Simi’s Bottle Village May Go on Auction Block
SIMI VALLEY — The bell has not yet tolled for Grandma Prisbrey’s Bottle Village, but a delinquent-tax bill of more than $11,000 may put the folk-art landmark on the auction block shortly after New Year’s.
Owned by a nonprofit preservation group, the quirky site was named a county landmark in 1979 and earned a spot on the National Register of Historic Places in 1996.
But those honors could provide scant protection for the collection of 13 structures and 22 sculptures that Tressa “Grandma” Prisbrey fashioned from hundreds of thousands of bottles, dolls’ heads, car headlights, TV tubes and myriad oddments.
“The bottom line is that a new owner could bulldoze it, but getting there through the county’s landmark procedures might cause some delays,” said Kim Hocking, staff consultant to the county’s Cultural Heritage Board.
Prisbrey, a free spirit from North Dakota who loved to show off her huge collection of commemorative pencils as well as her constantly evolving village, died in 1988 at age 91. It took her a quarter of a century and countless trips to the dump to build her “village,” which has been recognized in numerous displays and scholarly works on folk art.
Her property--a third of an acre dotted with wishing wells, shrines and its own Leaning Tower--is owned by a volunteer group called the Preserve Bottle Village Committee. Damaged by the Northridge earthquake, the landmark is open only by appointment.
Daniel Paul, a spokesman for the group, said members are trying to raise money. For two years, they have sold $10 “deeds” to Bottle Village by the square foot. They are also offering Prisbrey’s 24-page booklet on her life, her art and such trivia as the effect of food coloring on cats.
More significantly, the group is holding discussions with prospective donors, said Paul, a 26-year-old waiter who has put off plans to attend graduate school in art so he could help save Bottle Village.
“We’d like to get Bottle Village into the position of being open and being shared,” he said. “When we have visitors, they almost always come away liking it.”
The landmark’s current troubles started when property taxes for 1989 went unpaid, said John McKinney, the county’s assistant treasurer-tax collector.
He said no taxes have been paid since, although Paul contended that the committee has made its payments in recent years.
Whatever the case, the county is allowed to seize properties and auction them off after five years of tax delinquency. Bottle Village was to be sold for taxes in 1994, but the earthquake damage bought the village an extension until 1999.

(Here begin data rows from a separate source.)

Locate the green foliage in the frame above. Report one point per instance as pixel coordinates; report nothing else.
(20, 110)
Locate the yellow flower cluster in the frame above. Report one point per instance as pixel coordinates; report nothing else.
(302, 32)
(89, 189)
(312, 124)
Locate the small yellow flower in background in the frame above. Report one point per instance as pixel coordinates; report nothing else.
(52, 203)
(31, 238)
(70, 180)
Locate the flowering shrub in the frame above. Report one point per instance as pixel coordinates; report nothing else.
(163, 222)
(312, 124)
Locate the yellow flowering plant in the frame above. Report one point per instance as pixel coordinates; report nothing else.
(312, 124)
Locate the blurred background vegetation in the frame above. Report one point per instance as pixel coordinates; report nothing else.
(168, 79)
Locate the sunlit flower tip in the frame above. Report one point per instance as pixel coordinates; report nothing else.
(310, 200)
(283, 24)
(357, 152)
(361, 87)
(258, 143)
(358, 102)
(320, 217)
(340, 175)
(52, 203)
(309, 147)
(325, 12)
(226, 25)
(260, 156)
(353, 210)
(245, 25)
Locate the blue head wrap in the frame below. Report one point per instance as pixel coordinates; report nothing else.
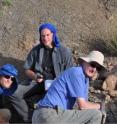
(53, 29)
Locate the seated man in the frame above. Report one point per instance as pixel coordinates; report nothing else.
(8, 85)
(44, 62)
(70, 87)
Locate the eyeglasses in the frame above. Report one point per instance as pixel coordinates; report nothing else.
(95, 65)
(8, 77)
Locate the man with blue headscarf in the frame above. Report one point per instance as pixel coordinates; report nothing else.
(44, 63)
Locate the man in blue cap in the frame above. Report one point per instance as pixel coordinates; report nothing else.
(69, 88)
(43, 64)
(8, 85)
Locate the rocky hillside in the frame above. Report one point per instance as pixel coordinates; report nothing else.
(82, 25)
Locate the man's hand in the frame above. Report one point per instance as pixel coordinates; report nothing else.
(39, 78)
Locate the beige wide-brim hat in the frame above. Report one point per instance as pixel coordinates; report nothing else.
(94, 56)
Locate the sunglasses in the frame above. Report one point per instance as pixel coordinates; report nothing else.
(95, 65)
(8, 77)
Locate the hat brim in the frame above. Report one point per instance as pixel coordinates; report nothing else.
(89, 60)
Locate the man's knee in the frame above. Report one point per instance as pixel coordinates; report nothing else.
(5, 115)
(97, 114)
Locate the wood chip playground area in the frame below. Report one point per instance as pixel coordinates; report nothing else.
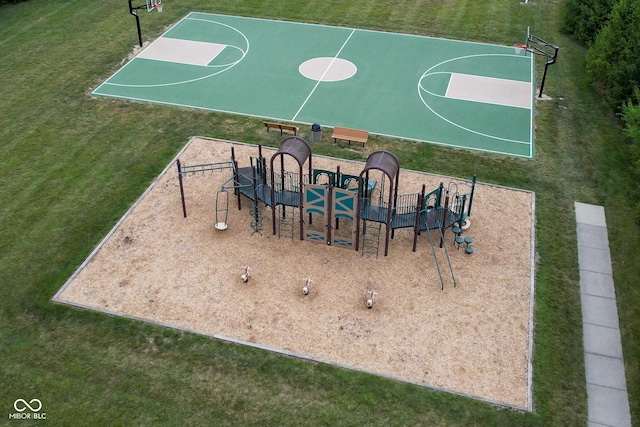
(473, 339)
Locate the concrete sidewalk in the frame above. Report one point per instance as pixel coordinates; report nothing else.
(608, 403)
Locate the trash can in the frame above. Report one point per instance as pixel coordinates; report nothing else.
(316, 133)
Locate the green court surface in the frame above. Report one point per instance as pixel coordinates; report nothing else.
(460, 94)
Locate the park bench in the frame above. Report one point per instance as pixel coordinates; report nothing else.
(290, 128)
(350, 135)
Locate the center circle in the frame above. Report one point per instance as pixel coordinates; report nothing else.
(327, 69)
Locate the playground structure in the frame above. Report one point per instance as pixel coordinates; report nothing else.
(335, 208)
(184, 273)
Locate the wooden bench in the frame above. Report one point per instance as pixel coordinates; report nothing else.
(290, 128)
(350, 135)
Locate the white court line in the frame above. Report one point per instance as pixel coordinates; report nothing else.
(182, 51)
(489, 90)
(323, 75)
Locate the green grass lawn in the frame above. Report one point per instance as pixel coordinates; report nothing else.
(72, 165)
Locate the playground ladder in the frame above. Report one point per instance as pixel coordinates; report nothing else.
(256, 222)
(371, 231)
(286, 222)
(435, 257)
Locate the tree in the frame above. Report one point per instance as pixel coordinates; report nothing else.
(614, 59)
(585, 18)
(631, 117)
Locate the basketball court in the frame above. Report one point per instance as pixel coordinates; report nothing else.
(454, 93)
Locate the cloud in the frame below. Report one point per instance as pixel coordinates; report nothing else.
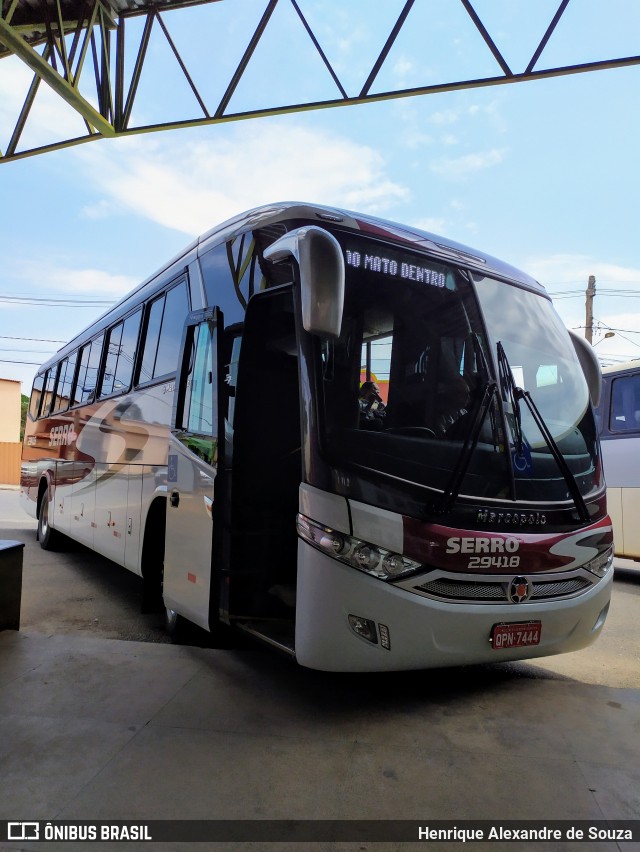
(565, 277)
(191, 186)
(460, 168)
(69, 281)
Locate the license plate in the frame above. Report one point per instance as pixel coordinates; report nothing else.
(516, 635)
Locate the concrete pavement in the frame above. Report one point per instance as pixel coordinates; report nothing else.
(102, 729)
(105, 729)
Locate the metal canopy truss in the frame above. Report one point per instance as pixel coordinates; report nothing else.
(78, 48)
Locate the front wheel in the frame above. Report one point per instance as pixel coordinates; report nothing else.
(49, 538)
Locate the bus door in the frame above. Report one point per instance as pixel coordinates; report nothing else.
(191, 471)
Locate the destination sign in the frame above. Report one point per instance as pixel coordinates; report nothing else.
(384, 265)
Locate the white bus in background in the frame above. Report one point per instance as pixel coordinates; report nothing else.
(619, 424)
(208, 434)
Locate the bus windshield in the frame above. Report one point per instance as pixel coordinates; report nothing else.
(412, 378)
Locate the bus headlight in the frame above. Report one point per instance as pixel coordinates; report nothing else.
(367, 557)
(601, 564)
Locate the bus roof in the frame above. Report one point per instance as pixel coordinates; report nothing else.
(373, 226)
(621, 368)
(272, 214)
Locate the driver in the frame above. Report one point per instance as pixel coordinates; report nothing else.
(372, 409)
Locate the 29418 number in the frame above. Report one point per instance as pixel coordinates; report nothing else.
(494, 562)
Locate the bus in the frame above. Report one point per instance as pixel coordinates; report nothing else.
(208, 433)
(618, 418)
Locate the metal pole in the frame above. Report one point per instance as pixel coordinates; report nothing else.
(591, 292)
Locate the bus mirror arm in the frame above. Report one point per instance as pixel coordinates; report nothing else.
(321, 264)
(590, 366)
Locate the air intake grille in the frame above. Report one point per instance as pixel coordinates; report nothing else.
(483, 590)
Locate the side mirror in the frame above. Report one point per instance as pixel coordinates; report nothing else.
(590, 366)
(321, 264)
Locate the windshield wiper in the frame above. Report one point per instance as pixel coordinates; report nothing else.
(452, 490)
(515, 394)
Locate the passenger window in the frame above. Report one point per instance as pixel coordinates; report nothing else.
(65, 380)
(88, 373)
(121, 352)
(175, 313)
(36, 396)
(165, 322)
(49, 385)
(625, 404)
(200, 390)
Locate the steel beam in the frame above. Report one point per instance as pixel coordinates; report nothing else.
(43, 70)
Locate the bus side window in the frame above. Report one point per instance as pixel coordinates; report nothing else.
(65, 379)
(165, 320)
(85, 389)
(36, 396)
(200, 395)
(121, 351)
(49, 385)
(625, 404)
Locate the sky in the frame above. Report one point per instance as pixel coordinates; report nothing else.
(543, 174)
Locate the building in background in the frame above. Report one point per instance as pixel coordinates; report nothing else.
(9, 432)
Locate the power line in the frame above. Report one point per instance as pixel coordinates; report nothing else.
(33, 339)
(55, 303)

If the full tax bill of $11,176 is not paid by Jan. 31, Bottle Village will be auctioned off at the County Government Center on Feb. 24, McKinney said.
“Landmark status makes no difference to the tax and revenue code of the state of California,” he said.

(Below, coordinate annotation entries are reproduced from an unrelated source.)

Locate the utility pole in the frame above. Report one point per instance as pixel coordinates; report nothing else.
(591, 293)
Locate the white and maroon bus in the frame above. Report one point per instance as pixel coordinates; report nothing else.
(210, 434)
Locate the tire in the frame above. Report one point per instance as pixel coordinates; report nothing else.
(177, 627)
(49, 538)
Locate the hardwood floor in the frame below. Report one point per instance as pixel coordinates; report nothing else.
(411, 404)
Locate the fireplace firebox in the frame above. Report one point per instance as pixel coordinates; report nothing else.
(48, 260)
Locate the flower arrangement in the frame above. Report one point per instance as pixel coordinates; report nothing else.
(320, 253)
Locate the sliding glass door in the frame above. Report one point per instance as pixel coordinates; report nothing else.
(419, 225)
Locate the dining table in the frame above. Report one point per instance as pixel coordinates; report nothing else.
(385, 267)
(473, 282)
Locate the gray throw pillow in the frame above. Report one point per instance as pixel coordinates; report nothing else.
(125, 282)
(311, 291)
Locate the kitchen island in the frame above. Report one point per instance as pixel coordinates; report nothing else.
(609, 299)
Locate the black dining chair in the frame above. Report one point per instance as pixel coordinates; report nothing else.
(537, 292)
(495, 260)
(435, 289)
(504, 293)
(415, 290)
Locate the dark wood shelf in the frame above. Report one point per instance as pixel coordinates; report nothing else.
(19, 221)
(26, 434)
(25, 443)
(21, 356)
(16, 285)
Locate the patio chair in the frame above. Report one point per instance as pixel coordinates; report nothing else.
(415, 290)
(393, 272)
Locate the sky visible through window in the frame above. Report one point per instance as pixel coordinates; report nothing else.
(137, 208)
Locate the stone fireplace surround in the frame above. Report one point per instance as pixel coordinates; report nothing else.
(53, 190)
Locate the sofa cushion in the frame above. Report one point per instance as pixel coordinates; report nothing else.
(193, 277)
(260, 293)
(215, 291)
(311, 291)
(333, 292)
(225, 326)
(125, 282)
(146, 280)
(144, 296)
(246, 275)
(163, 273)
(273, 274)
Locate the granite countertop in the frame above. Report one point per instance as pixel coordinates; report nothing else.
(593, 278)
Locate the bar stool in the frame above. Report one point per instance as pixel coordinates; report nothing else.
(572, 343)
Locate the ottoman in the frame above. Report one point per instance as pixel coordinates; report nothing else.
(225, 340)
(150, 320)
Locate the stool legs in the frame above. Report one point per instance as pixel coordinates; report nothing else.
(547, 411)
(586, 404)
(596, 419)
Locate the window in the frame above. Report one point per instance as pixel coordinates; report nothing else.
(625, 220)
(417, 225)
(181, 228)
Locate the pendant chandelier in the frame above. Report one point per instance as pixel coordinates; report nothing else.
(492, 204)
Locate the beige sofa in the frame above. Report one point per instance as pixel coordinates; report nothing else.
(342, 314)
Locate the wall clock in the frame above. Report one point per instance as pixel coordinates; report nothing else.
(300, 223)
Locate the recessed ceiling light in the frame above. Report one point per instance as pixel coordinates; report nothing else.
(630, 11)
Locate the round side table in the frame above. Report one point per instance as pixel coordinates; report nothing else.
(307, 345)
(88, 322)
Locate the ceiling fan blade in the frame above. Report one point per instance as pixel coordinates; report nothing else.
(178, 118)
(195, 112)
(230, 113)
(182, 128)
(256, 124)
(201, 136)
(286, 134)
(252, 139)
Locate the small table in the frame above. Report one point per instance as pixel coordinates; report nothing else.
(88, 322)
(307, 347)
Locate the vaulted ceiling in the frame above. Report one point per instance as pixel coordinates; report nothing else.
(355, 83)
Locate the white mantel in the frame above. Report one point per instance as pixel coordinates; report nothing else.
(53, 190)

But it could make a difference to anyone seeking to develop the property, which sits on Cochran Street, one of Simi Valley’s main thoroughfares.
To alter or demolish a county landmark, its owner must obtain permission from the Cultural Heritage Board, Hocking said.
If the board denies the request, it can forestall any action on the site for six months. During that period, county officials would encourage the owner to explore ways to save the landmark--such as moving it or finding another buyer.
But if no solution is found after six months, the owner can tear the village down, Hocking said.
Even being in the National Register of Historic Places doesn’t help much, according to Marilyn Lortie, a historian with the state Office of Historic Preservation.
She said her office would become involved only if a federal agency or a group using federal money were to buy Bottle Village and try to raze it.
Federal money has already eluded the Preserve Bottle Village Committee once.
After the 1994 earthquake, Rep. Elton Gallegly (R-Simi Valley) scuttled a federal rehabilitation grant for nearly $500,000.
The FEMA grant would have been “a monstrous waste of public funds” on “a collection of trash,” fumed Gallegly, a former mayor of Simi Valley.
Such sentiments frustrate preservationists like Paul of the Preserve Bottle Village Committee.
“Tressa Prisbrey didn’t mean to get anyone upset by using items from the dump,” he said. “She had the urge to create, and couldn’t afford traditional building materials. She didn’t see herself as obligated to not create because she didn’t have money.”